Fidèle à la longue tradition de rapprochement entre les communistes et les gaullistes, je crains de partager pleinement les propos de M. Jumel – vous vous garderez de le répéter, monsieur le président. La réindustrialisation est un combat extrêmement dur, parce que les intérêts financiers sont lourds. Je suis tout à fait d'accord avec ce que vous dites sur les ouvriers, comme j'ai pu le constater à Ascoval lors de l'un de mes premiers déplacements comme ministre chargé de l'économie et des finances il y a sept ans. Si je n'avais pas rencontré les ouvriers et les syndicats – auxquels je rends hommage –, ce site aurait fermé car les investisseurs ne le jugeaient plus rentable, estimant que l'aluminium ne pouvait plus être produit en France. Or, à Ascoval, l'unité de production était flambant neuve ; les ouvriers, totalement mobilisés, m'ont expliqué que l'électrification avait coûté cher, mais qu'elle faisait de l'unité de production la structure la plus en pointe en Europe. Ce sont les ouvriers qui m'ont convaincu qu'on ne pouvait pas la sacrifier, pas les investisseurs, même si ces derniers ont ensuite joué leur rôle. Vous avez raison, écouter ce que les salariés et les ouvriers ont à dire sur leur outil de production est toujours utile.
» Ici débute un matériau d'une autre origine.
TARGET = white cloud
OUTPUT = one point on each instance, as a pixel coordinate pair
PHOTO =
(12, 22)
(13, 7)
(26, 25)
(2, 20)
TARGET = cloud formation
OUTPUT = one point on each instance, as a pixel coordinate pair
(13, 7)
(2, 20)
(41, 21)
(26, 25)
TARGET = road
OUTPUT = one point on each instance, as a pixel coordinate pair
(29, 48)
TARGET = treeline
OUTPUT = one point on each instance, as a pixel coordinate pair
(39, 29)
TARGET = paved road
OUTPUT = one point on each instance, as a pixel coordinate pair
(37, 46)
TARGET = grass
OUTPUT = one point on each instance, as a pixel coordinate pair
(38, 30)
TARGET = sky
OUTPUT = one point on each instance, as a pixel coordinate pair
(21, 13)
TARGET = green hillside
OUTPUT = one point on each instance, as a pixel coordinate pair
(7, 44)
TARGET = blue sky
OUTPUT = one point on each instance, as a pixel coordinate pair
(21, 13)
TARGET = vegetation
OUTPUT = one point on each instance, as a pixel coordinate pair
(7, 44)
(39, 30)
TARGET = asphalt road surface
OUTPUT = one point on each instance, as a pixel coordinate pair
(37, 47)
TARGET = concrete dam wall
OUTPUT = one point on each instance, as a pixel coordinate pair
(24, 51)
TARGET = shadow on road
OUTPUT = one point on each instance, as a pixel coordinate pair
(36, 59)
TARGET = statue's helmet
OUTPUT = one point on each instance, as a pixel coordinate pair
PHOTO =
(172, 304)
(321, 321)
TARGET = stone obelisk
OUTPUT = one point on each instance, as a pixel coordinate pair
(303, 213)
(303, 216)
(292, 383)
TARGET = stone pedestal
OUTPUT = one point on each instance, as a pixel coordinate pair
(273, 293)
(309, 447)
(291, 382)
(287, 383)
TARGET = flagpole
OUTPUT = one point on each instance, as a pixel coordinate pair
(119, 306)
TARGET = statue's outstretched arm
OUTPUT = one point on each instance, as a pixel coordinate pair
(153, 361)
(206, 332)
On me reproche parfois d'utiliser le mot de « protection », mais je n'hésite pas à l'employer : l'Europe doit protéger ses intérêts. M. Lakshmi Mittal a choisi Aluminium Dunkerque comme premier site pour décarboner sa production – preuve de l'attractivité de notre pays – et a implanté une usine sidérurgique fonctionnant avec des fours électriques. Dans ce site de plusieurs milliers d'hectares, l'un des plus étendus d'Europe, des investissements de 5 milliards d'euros ont été consentis pour aménager la chaîne de production ; l'aluminium qui sortira de l'usine et qui servira à fabriquer des tôles pour les voitures sera forcément plus cher que celui produit en Turquie, en Inde ou en Chine. Sans protection, le modèle économique n'est donc pas viable.

Le grand sujet devant nous est l'attractivité des métiers industriels : nous devons tous nous retrousser les manches pour développer les stages et informer les jeunes sur ces métiers. Nous manquons de chaudronniers, de soudeurs, d'ingénieurs et d'énormément de techniciens de maintenance.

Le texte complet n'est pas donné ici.